Total ear reconstruction: The role of bilateral triangular post-auricular flaps for creation of the cephaloauricular sulcus
Introduction: Auricular reconstruction of congenital or acquired ear defects can provide a realistic good-looking ear and functional cephaloauricular sulcus especially for those who wear eyeglasses. Over the past few years, refinements in the techniques of elevating the buried ear framework in the second stage of ear reconstruction have shifted from simple skin grafting to the use of flaps and cartilage blocks for creation of the cephaloauricular sulcus.
Objective: The aim of the study was to describe useful simple modification using bilateral triangular flaps and full thickness skin graft to create adequately functional cephalo-auricular sulcus especially for patients wearing eyeglasses during the second stage ear reconstruction.
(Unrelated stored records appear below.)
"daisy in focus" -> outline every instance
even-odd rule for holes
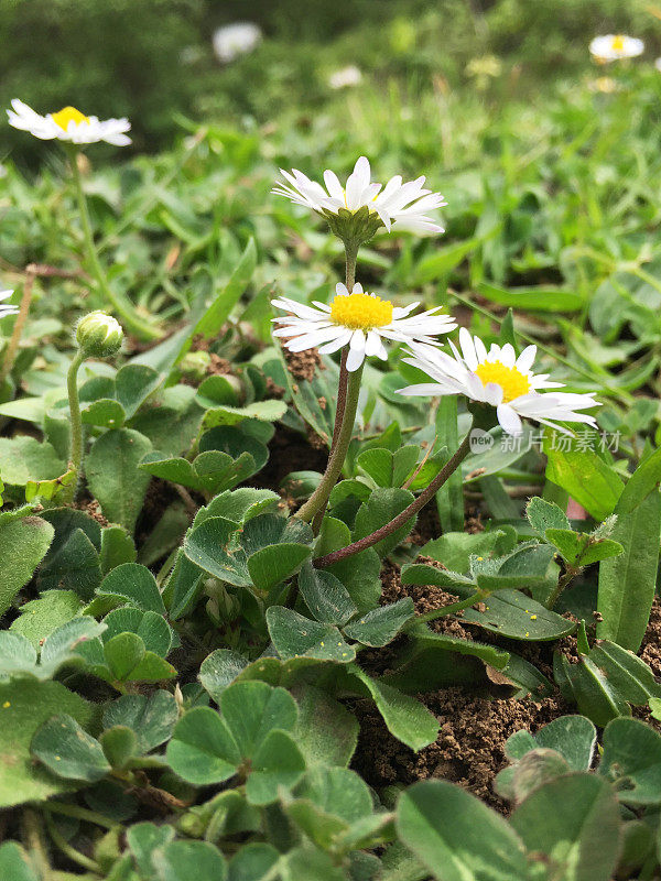
[[[357,214],[361,208],[367,208],[370,216],[377,218],[377,225],[371,232],[376,232],[383,225],[390,232],[393,226],[397,230],[409,230],[420,233],[441,233],[443,227],[429,217],[427,211],[433,211],[447,205],[440,193],[432,193],[424,188],[424,177],[418,177],[408,183],[402,182],[397,174],[383,186],[372,183],[369,161],[360,156],[354,171],[347,178],[345,186],[329,170],[324,172],[324,188],[316,181],[311,181],[303,172],[292,168],[292,172],[280,170],[286,183],[279,183],[273,193],[304,205],[313,211],[332,219],[340,213]],[[371,237],[370,237],[371,238]]]
[[[126,134],[131,123],[128,119],[106,119],[86,117],[75,107],[63,107],[56,113],[42,117],[26,104],[14,98],[11,110],[7,111],[9,124],[21,131],[29,131],[42,141],[69,141],[74,144],[95,144],[106,141],[115,146],[126,146],[131,139]]]
[[[644,43],[626,34],[606,34],[606,36],[595,36],[589,44],[589,52],[599,64],[608,64],[642,55]]]
[[[459,330],[462,354],[449,341],[454,357],[431,346],[410,344],[411,357],[403,360],[423,370],[433,380],[430,383],[400,389],[405,395],[465,394],[473,401],[496,407],[503,432],[519,435],[523,431],[521,417],[549,425],[563,434],[566,428],[555,423],[582,422],[596,427],[594,416],[581,413],[599,406],[593,394],[545,392],[561,389],[561,382],[551,382],[548,373],[533,373],[537,346],[528,346],[517,358],[514,349],[494,344],[487,351],[479,337],[473,337],[463,327]],[[545,392],[540,394],[540,391]]]
[[[273,300],[273,306],[290,313],[273,318],[281,325],[273,336],[288,337],[283,345],[290,351],[318,347],[321,354],[329,355],[348,346],[347,370],[354,372],[366,356],[387,359],[383,339],[410,345],[425,342],[431,348],[438,345],[435,336],[456,327],[449,315],[437,314],[441,306],[409,317],[418,303],[400,308],[389,300],[366,294],[361,284],[355,284],[351,293],[342,283],[335,290],[330,305],[315,301],[313,307],[288,297]]]
[[[3,304],[3,300],[9,300],[13,291],[0,291],[0,318],[7,318],[8,315],[17,315],[18,306],[12,306],[9,303]]]

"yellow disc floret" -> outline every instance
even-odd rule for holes
[[[502,361],[485,361],[476,369],[475,374],[481,384],[495,382],[502,389],[502,401],[513,401],[530,391],[530,380],[516,367],[506,367]]]
[[[351,330],[371,330],[392,320],[392,303],[376,294],[338,294],[330,304],[330,319]]]
[[[68,129],[69,122],[75,122],[76,126],[79,122],[89,122],[89,117],[76,110],[75,107],[63,107],[62,110],[51,116],[53,117],[53,121],[56,122],[61,129],[64,129],[64,131]]]

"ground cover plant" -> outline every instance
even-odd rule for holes
[[[11,96],[0,878],[661,877],[661,74],[596,35],[149,156]]]

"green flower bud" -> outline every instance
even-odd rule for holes
[[[121,348],[123,330],[111,315],[90,312],[76,326],[76,342],[85,357],[109,358]]]
[[[358,248],[366,241],[372,239],[378,229],[383,226],[383,221],[376,211],[370,211],[364,205],[356,211],[340,208],[337,214],[323,209],[322,214],[328,221],[328,226],[338,239],[348,248]]]

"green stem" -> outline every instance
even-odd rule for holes
[[[102,293],[104,297],[111,303],[112,308],[121,317],[127,330],[136,334],[136,336],[140,337],[140,339],[158,339],[160,336],[159,330],[137,315],[130,304],[123,303],[108,284],[106,273],[101,267],[96,244],[94,242],[91,222],[89,220],[89,211],[87,210],[85,191],[83,189],[83,176],[80,175],[80,168],[78,167],[77,154],[77,149],[72,146],[69,149],[69,165],[72,166],[72,174],[76,188],[76,202],[78,204],[78,213],[80,215],[80,224],[83,226],[83,238],[85,241],[85,251],[89,269],[96,279],[99,291]]]
[[[317,511],[324,510],[330,498],[333,487],[336,485],[345,463],[351,435],[354,433],[354,423],[356,421],[356,411],[358,409],[358,395],[360,394],[360,378],[362,376],[362,365],[349,373],[347,383],[347,401],[345,405],[344,420],[342,428],[337,435],[337,443],[335,449],[328,457],[328,465],[322,480],[310,499],[296,512],[295,516],[310,523],[315,516]]]
[[[4,352],[4,358],[2,360],[2,368],[0,369],[0,388],[4,383],[4,380],[9,377],[17,357],[19,342],[21,341],[23,327],[25,326],[28,313],[30,312],[30,304],[32,303],[32,287],[34,285],[34,278],[36,275],[35,269],[35,265],[31,263],[25,270],[25,282],[23,283],[23,293],[21,295],[19,314],[17,315],[17,319],[11,331],[11,337],[7,346],[7,351]]]
[[[365,539],[360,539],[358,542],[354,542],[353,544],[347,545],[346,547],[340,547],[339,551],[333,551],[330,554],[326,554],[323,557],[317,557],[314,561],[314,565],[317,569],[322,569],[326,566],[332,566],[334,563],[338,563],[340,559],[346,559],[347,557],[354,556],[354,554],[359,554],[361,551],[365,551],[368,547],[380,542],[382,539],[387,539],[391,533],[395,532],[403,526],[405,523],[411,520],[411,518],[415,516],[415,514],[424,508],[424,505],[434,498],[437,490],[448,480],[452,475],[456,471],[459,465],[464,461],[468,452],[470,450],[470,429],[466,437],[462,440],[457,452],[454,454],[452,459],[447,461],[441,471],[436,475],[436,477],[432,480],[432,482],[423,489],[420,496],[411,502],[408,508],[398,514],[390,523],[386,523],[384,526],[381,526],[376,532],[366,535]],[[312,499],[311,499],[312,501]]]
[[[65,492],[65,500],[73,502],[78,481],[80,479],[80,466],[83,465],[83,422],[80,420],[80,401],[78,399],[78,370],[85,360],[82,351],[77,351],[74,360],[69,365],[66,374],[66,390],[69,400],[69,415],[72,421],[72,449],[71,449],[71,464],[76,476],[67,487]]]

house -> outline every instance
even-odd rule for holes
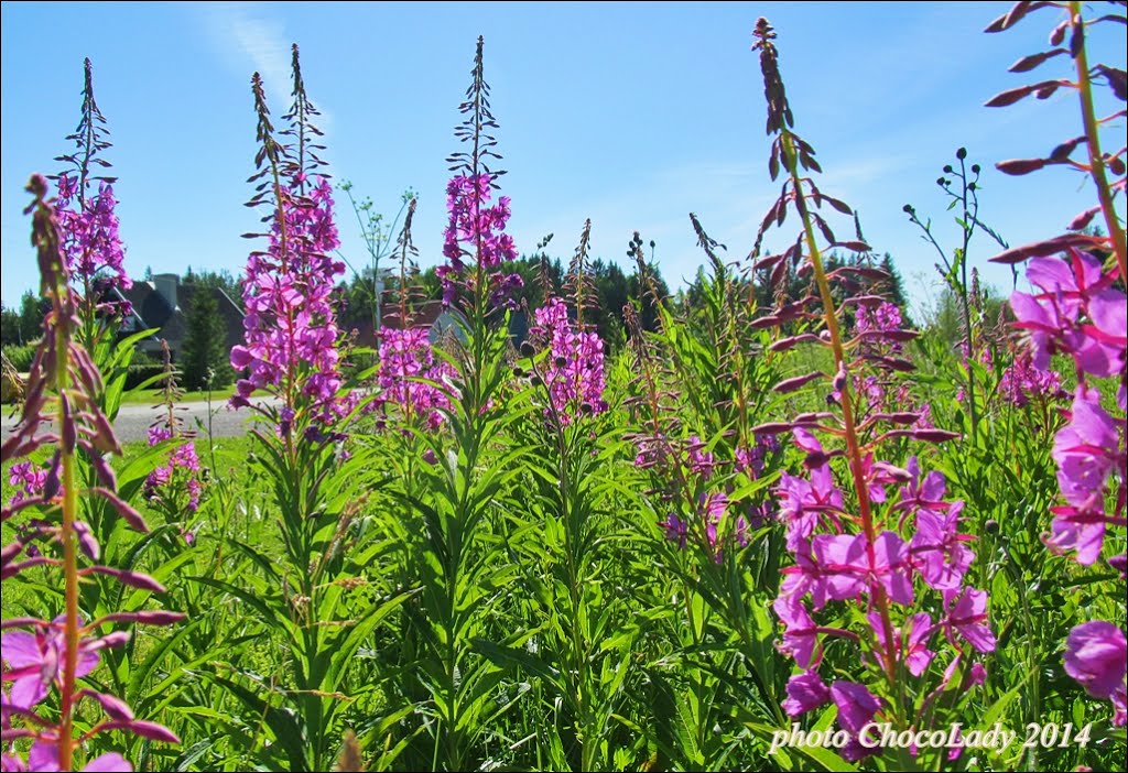
[[[155,357],[160,356],[160,339],[164,338],[168,341],[173,359],[177,358],[188,335],[187,311],[192,309],[197,293],[210,293],[215,300],[215,308],[227,331],[224,346],[230,349],[243,343],[243,309],[220,287],[180,284],[180,277],[176,274],[156,274],[151,279],[134,282],[124,292],[114,292],[133,304],[132,317],[122,322],[123,335],[157,329],[153,336],[138,345]]]

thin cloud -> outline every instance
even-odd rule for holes
[[[283,113],[289,108],[292,95],[291,45],[285,27],[276,19],[255,12],[254,7],[241,2],[212,3],[204,9],[209,35],[226,59],[228,66],[246,74],[255,71],[263,79],[271,112]],[[296,41],[301,45],[300,41]],[[248,69],[249,65],[249,69]],[[308,83],[308,79],[307,79]],[[310,95],[320,115],[317,126],[328,133],[333,127],[333,116],[325,109],[316,90]],[[332,159],[332,143],[321,153]]]
[[[277,112],[290,101],[290,43],[281,23],[254,15],[243,3],[213,3],[204,10],[208,33],[232,70],[263,78]],[[249,65],[249,68],[248,68]]]

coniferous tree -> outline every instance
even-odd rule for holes
[[[210,288],[200,287],[195,293],[188,310],[187,328],[180,355],[184,385],[188,390],[201,391],[230,384],[235,374],[229,364],[227,329]]]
The study design: The described technique was carried out between June 2010 and January 2014, for 37 patients (24 patients with congenital microtia grade III, 7 patients with post-burn ear deformity, and 6 patients with post-traumatic ear defects). During the second stage of total ear reconstruction, the ear framework is separated substantially from the side of the head and positioned at the desired angle by means of a block of cartilage covered with a fascial flap. Then, two local triangular flaps from the adjacent non-hairy skin are created (one is superiorly based and the other is inferiorly based) and inset into the created cephaloauricular sulcus. The rest of the post-auricular defect is covered with a full thickness graft.
Results: The technique was simple and effective with no post-operative complication regarding flaps viability. Patients requiring glasses have worn frames soon after the tie-over was removed and no sulcus problems have resulted.